President Donald Trump said he might join a discussion about oil production and prices with Saudi Arabia and Russia that, according to him, is ongoing.

“The two countries are discussing it and I am joining at the appropriate time if need be,” Trump told reporters as quoted by Reuters. He also said he had talked separately with Russia’s President Vladimir Putin and Saudi Arabia’s Crown Prince Mohammed and that these talks had been “great”.

Oil has plummeted to $25 for Brent and $20 for West Texas Intermediate, but some U.S. grades are trading a lot lower than this: Louisiana Light, for instance, fell to as little as $5.85 a barrel over the last week of March, and Wyoming crude traded as low as $1.25 a barrel.

But even WTI at $20 is quite problematic for most producers in the United States, so it is no surprise there have been calls for production cuts. One member of the Texas Railroad Commission, Ryan Sitton, said he had discussed the matter with OPEC’s chairman, Mohammed Barkindo.

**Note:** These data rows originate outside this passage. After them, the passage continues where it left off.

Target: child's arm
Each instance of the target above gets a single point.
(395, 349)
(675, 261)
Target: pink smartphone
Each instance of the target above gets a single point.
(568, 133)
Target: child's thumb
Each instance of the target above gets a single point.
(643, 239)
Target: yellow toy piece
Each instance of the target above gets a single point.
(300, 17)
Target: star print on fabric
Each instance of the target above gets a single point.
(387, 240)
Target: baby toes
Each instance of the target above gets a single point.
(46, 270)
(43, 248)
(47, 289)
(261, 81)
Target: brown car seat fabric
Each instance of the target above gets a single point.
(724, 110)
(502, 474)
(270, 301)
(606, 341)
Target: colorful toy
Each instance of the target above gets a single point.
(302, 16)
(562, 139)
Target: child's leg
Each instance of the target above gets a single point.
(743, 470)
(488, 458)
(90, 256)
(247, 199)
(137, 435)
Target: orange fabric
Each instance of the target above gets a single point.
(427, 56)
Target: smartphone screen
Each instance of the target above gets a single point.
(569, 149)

Earlier this week, executives from two large shale oil producers, Parsley Energy and Pioneer Natural Resources, wrote to the commission to request the imposition of obligatory production cuts. These cuts would be an unprecedented move that highlights the devastating effects of the oil price war that coincided with the Covid-19 outbreak, which has wiped out about a fifth of global demand, according to estimates from experts.

Meanwhile, however, Saudi Arabia said it was going to flood Europe with deeply discounted Arab Light, a move seen as an attack on Russia in one of its key markets, which doesn’t bode well for any negotiations. Demand in Europe is floundering because of the coronavirus outbreak, and refiners are cutting their orders of Saudi crude by 25 percent, Reuters reported, citing unnamed sources.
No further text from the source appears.